Currently, commonly used biological agents for RA in clinical settings include tumor necrosis factor (TNF)-α inhibitor (etanercept and infliximab) and recombinant humanized IL-6 receptor monoclonal antibody TCZ) (ACTEMRA) [19,20]. TNF-α inhibitor was explored early-on and its mechanism is relatively clear. Research showed that Treg cells’ immunosuppression function in RA patients’ synovia was significantly reduced by Foxp3 phosphorylation [20]. TNF-α inhibitor treatment obviously changed Foxp3 phosphorylation and recovered Treg cells’ immunosuppression function [20]. Shen et al. [21] revealed that TNF-α inhibitor significantly reduced Th17 cells ratio in peripheral blood and serum IL-17 level. TCZ was recently developed, and the mechanism by which it works in treating RA is not fully understood.

CRP may increase during infection, injury, or inflammation, and its elevation in RA usually indicates active stage, while its decrease indicates stable stage. RF is the antibody of degenerated IgG induced by infection factors, and its elevation is closely associated with bone destruction. CCP shows good sensitivity and specificity to RA, especially in bone destruction. For CRP, RF, and CCP characteristics in RA, their levels can effectively reflect patient condition. This study showed that TCZ significantly improved patient condition by decreasing DAS28 score, CRP, RF, and CCP levels by more than half (P<0.01). Our results are consistent with previous reports of TCZ remarkably improving RA patients at moderate and severe active stages [22].

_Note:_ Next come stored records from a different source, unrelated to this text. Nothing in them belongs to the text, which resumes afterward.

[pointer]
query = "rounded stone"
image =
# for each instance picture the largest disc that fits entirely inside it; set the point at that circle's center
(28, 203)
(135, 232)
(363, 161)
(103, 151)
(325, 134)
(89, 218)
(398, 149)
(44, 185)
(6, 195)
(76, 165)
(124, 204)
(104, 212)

We further analyzed the mechanism of TCZ in treating RA. It was reported that compared with healthy people, RA patients presented obviously lower CD4 naïve T cells proportion and elevated CD4 memory T cells ratio, suggesting that an imbalance between CD4 naïve T cells and CD4 memory T cells is closely associated with autoimmune disease [23]. Our results confirmed that, compared with before treatment, TCZ significantly increased CD4 naïve T cells percentage and decreased CD4 memory T cells ratio (P<0.01), indicating that TCZ can improve RA condition through regulating the balance between CD4 naïve T cells and CD4 memory T cells. In addition, an imbalance in the proportion Th17 cells and Tregs cells in peripheral blood was related to RA, presenting as Th17 cells ratio upregulation and Treg cells ratio reduction [9,24]. Our results revealed that TCZ obviously decreased Th17 cells proportion and Treg cells percentage in peripheral blood (P<0.01).

Conclusions

TCZ can be used to treat RA patients through regulating the ratio of CD4 naïve T cells, CD4 memory T cells, Th17 cells, and Treg cells in peripheral blood.